Nonetheless, you’re going to have to deal with the impossible task of trying to stop me and others like me from having a positive impact on the greater good. God is love! I can’t turn my back on what I know. If anyone doesn’t want to hear it that is fine, but if Christian Americans can’t use the State to promote love through legislature, this nation is left to those who have no such view or concern. I am an American, and yes I am a Christian. I understand pluralism, and I respect every person regardless of religious belief. But no one should conveniently forget that Christians have a voice in pluralistic America, just like everyone else does. So to anyone who wants to discredit what Christians bring to the great American melting pot or tossed salad, I say - Please, have some respect! You might just end up benefitting as a result, because God honors those who honor Him. We honor Him, and we care about this great nation because He does!
Dear Anonymous,
No, it's not like that.
Paraphrasing what you've written, if you can't convince (actually you wrote "convert") them, then it's OK to force them. Sounds like you'd feel right at home among the Taliban or the Spanish Conquistadors or any of those my-way-or-else associations.
You've got things backwards when you write
> to sway people away from the use of the power of
> the State would be a great way to keep anyone from
> trying to confront the unwilling who are determined
> not to convert, but who want their will to be done.
The one who wants his will to be done here is you, not me. You're the one who wants to pass this ill-considered legislation, to impose it on me. You're the active one here, the one attempting to impose a pro-lifer's will.
It's not that I'm determined not to convert to your viewpoint, but that your arguments don't sway many people, including me.
> Those who are unwilling to convert to being pro-life
> want their will to be respected at the expense of
> the will of pro-lifers.
No. It's NOT my will at the expense of yours. It's your will at the expense of my liberty. You've tried your arguments, and they've failed, so you want to infringe upon my freedom of conscience. You want to impose your faith-based views in dominance over my naturalistic outlook.
>... unborn victims ...
"Unborn victims" has no meaning outside of a certain religious sense that presupposes a supernatural soul that exists independent of the brain. Whereas it's clear to me that it's the brain that produces the soul experience, an experience you and I undoubtedly have in common, it's apparently clear to you that your soul experience reflects a supernatural soul that's independent of your brain. You have no evidence of the supernatural nature of your
soul, just faith that it's actually supernatural and will go on after your brain stops. Your faith is just that, faith. It's real to you, but that's insufficient to allow you to impose it on others who, in good conscience, don't share it.

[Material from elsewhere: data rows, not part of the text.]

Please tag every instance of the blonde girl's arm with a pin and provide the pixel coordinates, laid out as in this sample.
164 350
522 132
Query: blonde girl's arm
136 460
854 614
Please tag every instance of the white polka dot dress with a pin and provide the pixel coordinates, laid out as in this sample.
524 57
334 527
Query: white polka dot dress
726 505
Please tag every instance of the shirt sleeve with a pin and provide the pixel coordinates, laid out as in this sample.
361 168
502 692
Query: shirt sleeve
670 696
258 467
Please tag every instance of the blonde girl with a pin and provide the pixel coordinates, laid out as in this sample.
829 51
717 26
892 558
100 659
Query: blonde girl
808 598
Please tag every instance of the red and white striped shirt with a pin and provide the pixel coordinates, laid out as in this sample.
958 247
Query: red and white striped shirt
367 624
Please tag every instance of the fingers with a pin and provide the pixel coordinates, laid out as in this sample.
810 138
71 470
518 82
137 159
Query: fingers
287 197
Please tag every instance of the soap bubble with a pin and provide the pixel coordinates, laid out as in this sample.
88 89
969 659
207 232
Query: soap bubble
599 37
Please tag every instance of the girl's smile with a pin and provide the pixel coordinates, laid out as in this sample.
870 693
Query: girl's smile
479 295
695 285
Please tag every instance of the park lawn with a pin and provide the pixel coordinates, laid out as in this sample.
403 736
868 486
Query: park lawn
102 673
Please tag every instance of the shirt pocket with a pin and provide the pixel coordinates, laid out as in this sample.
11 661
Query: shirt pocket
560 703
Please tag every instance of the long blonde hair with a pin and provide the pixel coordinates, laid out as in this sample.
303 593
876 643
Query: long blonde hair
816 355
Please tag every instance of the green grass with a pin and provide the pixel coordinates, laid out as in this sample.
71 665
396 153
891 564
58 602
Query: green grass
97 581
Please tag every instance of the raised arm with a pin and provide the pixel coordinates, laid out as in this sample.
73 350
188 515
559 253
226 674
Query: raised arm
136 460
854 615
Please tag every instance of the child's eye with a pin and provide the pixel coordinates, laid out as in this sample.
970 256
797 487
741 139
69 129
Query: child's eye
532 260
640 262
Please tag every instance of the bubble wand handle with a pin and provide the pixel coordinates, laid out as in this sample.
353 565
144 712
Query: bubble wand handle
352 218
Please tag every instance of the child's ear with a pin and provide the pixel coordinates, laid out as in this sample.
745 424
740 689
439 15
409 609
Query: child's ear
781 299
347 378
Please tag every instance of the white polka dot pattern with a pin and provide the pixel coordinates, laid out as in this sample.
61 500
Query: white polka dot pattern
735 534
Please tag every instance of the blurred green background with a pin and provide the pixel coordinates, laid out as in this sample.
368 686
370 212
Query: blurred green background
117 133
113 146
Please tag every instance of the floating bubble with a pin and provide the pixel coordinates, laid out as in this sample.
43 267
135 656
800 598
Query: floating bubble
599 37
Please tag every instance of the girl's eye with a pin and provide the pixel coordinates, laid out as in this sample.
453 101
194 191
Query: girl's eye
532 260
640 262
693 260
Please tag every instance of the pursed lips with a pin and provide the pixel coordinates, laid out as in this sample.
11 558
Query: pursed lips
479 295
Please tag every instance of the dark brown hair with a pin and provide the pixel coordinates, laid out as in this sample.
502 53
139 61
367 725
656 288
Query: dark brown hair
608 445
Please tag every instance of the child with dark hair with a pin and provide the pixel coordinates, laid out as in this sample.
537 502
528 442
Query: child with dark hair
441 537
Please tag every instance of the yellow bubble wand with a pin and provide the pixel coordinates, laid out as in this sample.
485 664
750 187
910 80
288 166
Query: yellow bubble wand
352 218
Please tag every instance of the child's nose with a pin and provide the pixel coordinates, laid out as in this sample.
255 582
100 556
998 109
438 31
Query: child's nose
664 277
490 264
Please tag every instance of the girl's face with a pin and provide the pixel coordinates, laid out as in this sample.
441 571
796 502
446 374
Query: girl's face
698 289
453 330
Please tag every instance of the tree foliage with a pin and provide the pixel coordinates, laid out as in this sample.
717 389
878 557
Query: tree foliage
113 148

> Nonetheless, you’re going to have to deal with the
> impossible task of trying to stop me and others
> like me ...
Yes, I've known that since I was a kid, and I understand it. There's an irreconcilable difference between us. I can live with that, but you apparently cannot.

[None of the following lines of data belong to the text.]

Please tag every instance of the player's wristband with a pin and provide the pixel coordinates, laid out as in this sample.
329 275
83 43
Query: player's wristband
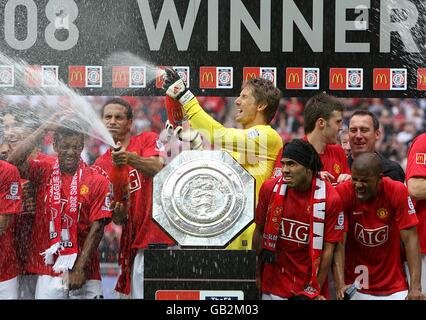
186 97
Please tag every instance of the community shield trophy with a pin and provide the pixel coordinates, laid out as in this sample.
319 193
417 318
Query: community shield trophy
203 198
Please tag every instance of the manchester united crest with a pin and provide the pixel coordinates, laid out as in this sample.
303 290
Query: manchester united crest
382 213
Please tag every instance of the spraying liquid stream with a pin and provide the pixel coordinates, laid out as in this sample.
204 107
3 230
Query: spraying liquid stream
46 101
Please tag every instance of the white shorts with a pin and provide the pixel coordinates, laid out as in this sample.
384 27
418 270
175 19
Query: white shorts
9 289
49 287
423 283
270 296
27 284
136 288
394 296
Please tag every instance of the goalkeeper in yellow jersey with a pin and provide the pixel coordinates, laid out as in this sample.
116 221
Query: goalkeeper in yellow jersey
255 147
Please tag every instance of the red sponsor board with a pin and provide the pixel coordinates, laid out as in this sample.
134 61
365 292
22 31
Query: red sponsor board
381 79
337 78
294 78
77 76
120 77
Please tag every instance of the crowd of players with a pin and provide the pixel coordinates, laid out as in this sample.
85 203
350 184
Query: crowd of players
300 232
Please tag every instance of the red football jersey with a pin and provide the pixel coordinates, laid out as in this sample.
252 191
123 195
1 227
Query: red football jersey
334 159
93 205
10 203
292 271
416 167
24 222
373 241
145 229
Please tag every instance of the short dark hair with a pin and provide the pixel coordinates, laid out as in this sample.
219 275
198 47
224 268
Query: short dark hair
376 123
68 128
368 162
265 92
304 153
122 102
321 105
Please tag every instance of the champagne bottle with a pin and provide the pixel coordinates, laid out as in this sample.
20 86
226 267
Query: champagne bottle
119 177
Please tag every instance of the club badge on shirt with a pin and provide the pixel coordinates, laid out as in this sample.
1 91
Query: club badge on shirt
420 158
13 191
382 213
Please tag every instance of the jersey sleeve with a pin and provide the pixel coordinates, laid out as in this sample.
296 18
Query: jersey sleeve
405 212
265 194
150 145
345 190
10 191
335 218
99 199
416 159
39 171
343 160
254 141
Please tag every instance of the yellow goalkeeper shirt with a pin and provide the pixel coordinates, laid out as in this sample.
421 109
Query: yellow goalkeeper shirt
256 149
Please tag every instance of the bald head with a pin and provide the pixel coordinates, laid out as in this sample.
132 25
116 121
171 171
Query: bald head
368 162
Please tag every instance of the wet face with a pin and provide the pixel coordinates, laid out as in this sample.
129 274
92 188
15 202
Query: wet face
295 175
332 127
247 108
15 135
344 139
4 151
362 136
365 184
115 119
69 149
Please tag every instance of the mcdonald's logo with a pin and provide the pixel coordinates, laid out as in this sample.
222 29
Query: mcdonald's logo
250 72
294 78
208 77
77 76
381 79
250 76
120 76
421 79
33 76
337 78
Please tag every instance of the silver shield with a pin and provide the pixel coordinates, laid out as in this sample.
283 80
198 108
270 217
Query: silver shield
203 198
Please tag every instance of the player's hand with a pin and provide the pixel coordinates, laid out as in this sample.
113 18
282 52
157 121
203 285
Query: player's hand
76 279
119 156
28 198
169 128
193 136
325 175
415 294
344 177
120 212
340 291
175 87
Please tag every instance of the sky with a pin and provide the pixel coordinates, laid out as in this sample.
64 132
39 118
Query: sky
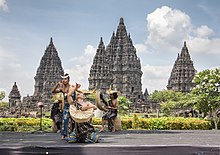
158 29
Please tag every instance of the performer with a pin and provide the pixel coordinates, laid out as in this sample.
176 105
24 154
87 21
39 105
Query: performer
65 87
81 112
56 114
112 111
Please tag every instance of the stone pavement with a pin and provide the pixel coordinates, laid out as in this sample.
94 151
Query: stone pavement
121 142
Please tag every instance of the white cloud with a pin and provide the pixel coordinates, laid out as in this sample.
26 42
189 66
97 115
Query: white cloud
3 5
80 72
155 77
204 31
168 28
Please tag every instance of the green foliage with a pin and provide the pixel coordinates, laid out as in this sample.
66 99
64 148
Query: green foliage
135 122
207 91
2 95
172 101
4 104
24 124
165 95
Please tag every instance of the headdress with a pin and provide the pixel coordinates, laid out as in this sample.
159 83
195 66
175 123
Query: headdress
64 76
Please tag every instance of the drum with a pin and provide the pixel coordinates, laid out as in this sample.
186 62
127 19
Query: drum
80 116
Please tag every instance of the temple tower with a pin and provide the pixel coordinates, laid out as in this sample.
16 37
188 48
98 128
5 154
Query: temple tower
48 74
14 96
182 73
121 64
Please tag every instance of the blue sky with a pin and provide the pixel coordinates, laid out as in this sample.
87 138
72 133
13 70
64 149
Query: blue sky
158 29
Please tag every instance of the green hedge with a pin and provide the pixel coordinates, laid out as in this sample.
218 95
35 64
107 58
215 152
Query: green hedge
24 124
133 122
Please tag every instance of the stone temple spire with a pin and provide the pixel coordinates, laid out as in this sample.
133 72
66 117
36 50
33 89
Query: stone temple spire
182 73
48 73
122 66
100 77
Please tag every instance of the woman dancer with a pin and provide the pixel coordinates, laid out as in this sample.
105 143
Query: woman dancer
65 87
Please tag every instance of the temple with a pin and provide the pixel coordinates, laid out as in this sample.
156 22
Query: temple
48 74
117 66
183 72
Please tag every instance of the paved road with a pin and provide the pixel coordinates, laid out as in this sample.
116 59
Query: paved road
122 142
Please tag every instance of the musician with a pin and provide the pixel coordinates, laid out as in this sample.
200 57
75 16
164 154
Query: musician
112 112
82 111
65 87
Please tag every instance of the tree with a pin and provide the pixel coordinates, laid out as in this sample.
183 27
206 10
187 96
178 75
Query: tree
208 93
2 95
124 104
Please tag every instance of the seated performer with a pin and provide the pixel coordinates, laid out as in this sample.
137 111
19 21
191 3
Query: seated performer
112 111
81 112
56 113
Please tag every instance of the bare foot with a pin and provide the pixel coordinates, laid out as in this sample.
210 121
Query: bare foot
62 137
101 130
113 130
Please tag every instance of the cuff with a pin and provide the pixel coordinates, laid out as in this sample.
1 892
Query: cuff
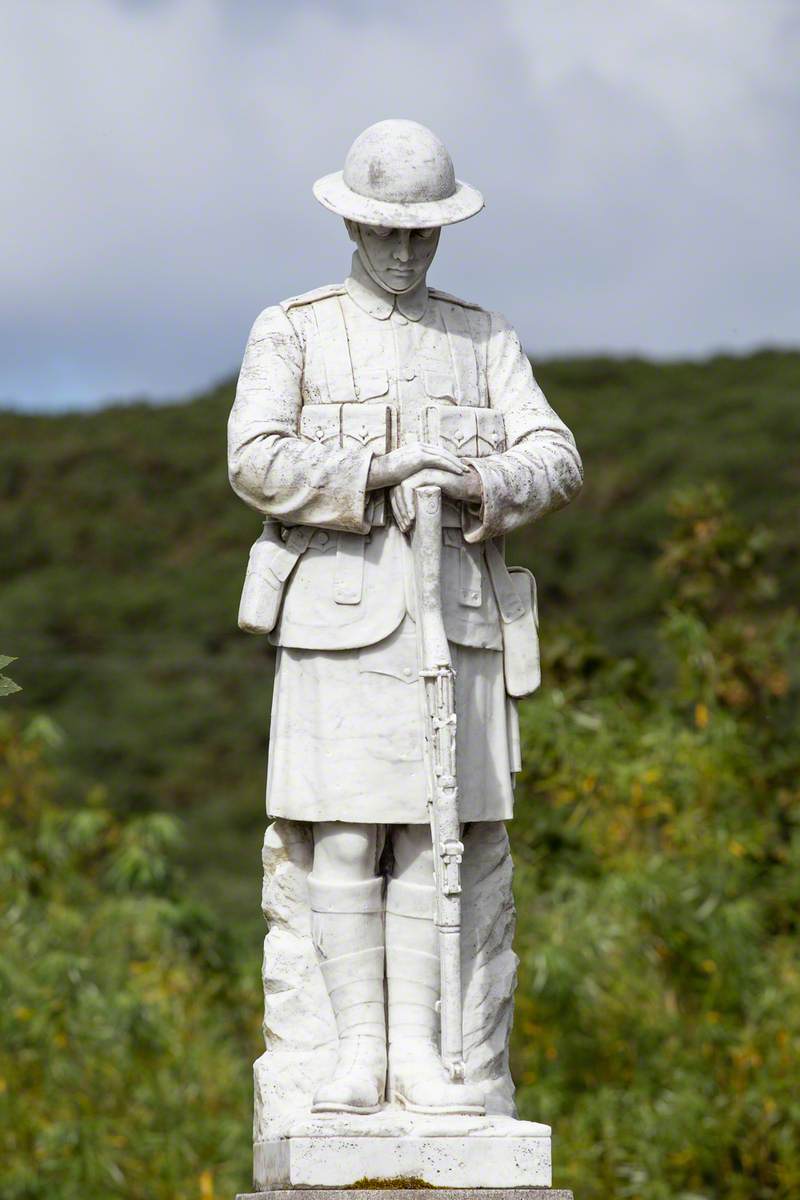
483 517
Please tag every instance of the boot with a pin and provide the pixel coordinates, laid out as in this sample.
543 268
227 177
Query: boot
417 1078
347 924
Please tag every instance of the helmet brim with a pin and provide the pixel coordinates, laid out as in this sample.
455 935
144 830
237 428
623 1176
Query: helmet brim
334 193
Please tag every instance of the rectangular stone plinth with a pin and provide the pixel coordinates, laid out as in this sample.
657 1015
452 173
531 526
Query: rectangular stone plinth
411 1194
374 1152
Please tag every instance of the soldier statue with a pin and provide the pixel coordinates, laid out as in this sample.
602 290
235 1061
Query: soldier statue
352 400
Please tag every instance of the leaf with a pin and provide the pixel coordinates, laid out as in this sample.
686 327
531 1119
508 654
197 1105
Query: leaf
7 687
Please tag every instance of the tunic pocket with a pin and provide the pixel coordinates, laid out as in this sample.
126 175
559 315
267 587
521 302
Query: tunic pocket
439 385
371 383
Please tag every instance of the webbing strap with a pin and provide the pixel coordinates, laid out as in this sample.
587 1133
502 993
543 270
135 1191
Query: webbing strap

Look, you claim, without evidence, the existence of this God you say is love. He's real to you, but only by faith, as it has to be because there's no proof to be had. And that's fine.
What's NOT fine is your faith as justification for incorrect law.
We have an irreconcilable difference, but that doesn't mean there's no commonality. If you can back off on the urge to dominance, I'll can agree that we should all work to reduce the need for abortion.
This thread just convinced me to sign the petition. And send a contribution.
You were all once a fertilized egg. Thank God you were not aborted.